Now seems like a great moment to recommend you read today’s Weekly Market Comment from John P. Hussman. In it he summarizes the difference between paper wealth and value. He states that the change in total market capitalization, such as the one we saw following the Brexit vote, is not what investors should be afraid of, nor should it be indicative of “value”. Instead, it is best to focus on the ratio of Total Financial Assets / Disposable Personal Income. He posits, quite successfully, that this ratio is near all time highs and reflects extreme valuations. Then he goes on to invert the historical graph of this ratio and superimposes it on the subsequent 12-year S&P 500 nominal annual total return.
Say what you will, but I believe this pretty much makes my point when I say that world financial markets are teetering on a precipice and it looks like it is a long way down.

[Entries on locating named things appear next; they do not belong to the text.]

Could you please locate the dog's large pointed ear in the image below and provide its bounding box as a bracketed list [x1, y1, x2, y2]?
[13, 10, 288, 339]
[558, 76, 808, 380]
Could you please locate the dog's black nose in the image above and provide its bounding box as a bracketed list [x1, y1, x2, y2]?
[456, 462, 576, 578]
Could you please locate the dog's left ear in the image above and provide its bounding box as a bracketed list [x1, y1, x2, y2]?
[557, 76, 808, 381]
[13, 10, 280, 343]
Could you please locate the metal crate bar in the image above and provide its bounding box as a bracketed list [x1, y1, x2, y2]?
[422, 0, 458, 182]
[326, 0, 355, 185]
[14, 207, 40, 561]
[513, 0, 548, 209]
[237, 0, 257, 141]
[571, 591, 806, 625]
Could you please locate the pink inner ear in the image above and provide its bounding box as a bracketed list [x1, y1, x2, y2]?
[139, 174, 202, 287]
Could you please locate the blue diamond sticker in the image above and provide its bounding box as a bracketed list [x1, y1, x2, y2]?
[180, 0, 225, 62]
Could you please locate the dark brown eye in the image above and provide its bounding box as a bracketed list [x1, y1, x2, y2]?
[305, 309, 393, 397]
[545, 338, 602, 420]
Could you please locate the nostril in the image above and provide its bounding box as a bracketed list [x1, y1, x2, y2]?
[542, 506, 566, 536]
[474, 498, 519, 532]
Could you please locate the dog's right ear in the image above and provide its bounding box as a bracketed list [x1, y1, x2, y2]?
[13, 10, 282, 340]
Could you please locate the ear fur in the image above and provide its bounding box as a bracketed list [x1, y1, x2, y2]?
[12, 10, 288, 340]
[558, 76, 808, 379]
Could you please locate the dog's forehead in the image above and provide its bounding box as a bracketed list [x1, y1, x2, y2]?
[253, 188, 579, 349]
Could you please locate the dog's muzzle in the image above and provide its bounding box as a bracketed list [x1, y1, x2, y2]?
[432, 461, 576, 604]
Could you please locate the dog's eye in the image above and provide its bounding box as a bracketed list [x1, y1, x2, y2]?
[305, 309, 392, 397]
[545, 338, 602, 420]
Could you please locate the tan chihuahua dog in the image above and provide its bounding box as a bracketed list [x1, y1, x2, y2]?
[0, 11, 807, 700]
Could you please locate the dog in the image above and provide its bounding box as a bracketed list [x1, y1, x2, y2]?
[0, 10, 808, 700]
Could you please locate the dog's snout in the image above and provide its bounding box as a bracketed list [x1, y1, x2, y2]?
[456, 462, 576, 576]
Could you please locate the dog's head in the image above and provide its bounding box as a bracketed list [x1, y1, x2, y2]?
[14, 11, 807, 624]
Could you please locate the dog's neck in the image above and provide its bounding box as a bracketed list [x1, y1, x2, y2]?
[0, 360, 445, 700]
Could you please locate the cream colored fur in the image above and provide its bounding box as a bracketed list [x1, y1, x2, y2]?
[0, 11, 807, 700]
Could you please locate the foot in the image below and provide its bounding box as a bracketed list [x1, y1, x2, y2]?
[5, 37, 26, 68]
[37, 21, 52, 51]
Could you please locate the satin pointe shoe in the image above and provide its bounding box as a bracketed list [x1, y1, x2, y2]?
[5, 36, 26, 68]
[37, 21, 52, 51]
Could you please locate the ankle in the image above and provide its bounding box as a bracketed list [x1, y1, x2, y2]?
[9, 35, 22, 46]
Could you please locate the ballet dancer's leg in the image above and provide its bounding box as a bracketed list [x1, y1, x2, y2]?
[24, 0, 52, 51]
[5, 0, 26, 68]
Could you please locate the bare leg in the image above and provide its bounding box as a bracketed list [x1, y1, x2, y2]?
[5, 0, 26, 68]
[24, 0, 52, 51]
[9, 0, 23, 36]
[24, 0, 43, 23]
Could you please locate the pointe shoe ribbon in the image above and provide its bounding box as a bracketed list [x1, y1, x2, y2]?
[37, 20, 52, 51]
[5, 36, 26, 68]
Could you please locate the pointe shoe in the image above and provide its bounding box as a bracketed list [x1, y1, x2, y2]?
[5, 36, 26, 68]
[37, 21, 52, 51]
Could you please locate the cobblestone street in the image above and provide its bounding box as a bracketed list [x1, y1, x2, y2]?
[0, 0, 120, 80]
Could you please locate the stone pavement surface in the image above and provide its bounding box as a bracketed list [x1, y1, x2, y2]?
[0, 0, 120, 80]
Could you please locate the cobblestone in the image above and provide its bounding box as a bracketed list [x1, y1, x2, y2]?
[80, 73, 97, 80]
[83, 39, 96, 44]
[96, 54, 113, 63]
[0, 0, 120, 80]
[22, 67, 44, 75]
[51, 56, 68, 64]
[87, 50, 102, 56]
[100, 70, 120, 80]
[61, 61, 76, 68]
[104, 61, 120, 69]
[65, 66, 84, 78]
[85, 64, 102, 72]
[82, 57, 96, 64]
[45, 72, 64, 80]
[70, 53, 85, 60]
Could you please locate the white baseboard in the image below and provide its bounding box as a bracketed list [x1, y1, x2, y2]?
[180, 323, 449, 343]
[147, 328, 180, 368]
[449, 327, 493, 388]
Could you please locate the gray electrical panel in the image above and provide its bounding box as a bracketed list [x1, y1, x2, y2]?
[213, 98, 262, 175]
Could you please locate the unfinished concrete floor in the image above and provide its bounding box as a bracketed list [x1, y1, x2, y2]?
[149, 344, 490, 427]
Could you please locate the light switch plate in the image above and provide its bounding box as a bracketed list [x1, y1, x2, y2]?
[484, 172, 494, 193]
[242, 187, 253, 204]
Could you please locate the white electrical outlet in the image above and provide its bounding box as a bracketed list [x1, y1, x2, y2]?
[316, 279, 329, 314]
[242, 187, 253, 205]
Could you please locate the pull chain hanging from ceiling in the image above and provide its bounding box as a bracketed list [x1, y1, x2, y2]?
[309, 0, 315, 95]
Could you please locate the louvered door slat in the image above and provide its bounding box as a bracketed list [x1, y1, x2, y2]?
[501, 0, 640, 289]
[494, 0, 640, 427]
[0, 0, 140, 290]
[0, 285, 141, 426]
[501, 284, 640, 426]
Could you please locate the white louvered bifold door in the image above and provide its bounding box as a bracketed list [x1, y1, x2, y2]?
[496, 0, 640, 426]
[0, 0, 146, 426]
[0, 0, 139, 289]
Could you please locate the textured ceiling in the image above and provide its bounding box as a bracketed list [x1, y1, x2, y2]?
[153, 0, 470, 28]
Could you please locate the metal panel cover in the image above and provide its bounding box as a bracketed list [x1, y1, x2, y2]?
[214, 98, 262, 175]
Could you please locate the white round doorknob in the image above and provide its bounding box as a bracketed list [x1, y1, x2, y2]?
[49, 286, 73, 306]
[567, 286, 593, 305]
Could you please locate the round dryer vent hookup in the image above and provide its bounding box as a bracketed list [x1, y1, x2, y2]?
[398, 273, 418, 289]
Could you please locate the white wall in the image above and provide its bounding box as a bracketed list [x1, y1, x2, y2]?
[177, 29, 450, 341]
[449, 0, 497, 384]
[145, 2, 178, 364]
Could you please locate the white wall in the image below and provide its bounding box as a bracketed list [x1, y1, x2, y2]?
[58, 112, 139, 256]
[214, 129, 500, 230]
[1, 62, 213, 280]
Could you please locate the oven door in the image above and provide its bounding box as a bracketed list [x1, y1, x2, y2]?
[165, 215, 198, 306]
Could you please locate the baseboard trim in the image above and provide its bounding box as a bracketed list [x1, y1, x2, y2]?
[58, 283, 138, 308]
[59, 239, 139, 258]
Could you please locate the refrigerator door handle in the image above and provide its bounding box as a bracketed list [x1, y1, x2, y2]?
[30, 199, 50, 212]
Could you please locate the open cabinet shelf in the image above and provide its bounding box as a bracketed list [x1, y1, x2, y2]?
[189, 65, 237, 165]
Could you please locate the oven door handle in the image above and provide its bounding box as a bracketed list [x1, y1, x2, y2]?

Regarding my model, it would be nice if I could incorporate Gold and Silver into the strategy, but it is difficult since they reflect much more than “Risk On” or “Risk Off”. They both serve as a hedge against inflation and/or heightened risk awareness. It is important to remember that, ideally, inflation is a good indication of expansion and it could move inversely to US Treasury yields. Unfortunately, we are passing through a scenario where, in my view, inflation in some corners is transitory at best. I am more concerned about valuations and monetary policies that may very well upset the entire table. Among the risks to bond bears and equity bulls are Chinese Yuan devaluation, Japanese Yen destruction, Euro Zone slow implosion. All of this on top of the remnants of the commodity crush that we have seen in oil, copper and iron ore. The full effects of the slowdowns this has initiated around the world is taking a long time to show in credit. The time to pay the piper is near. Unless I am proven wrong, the Absolute Return strategy should continue to be an excellent indicator and core allocation for those who prefer to sleep well at night.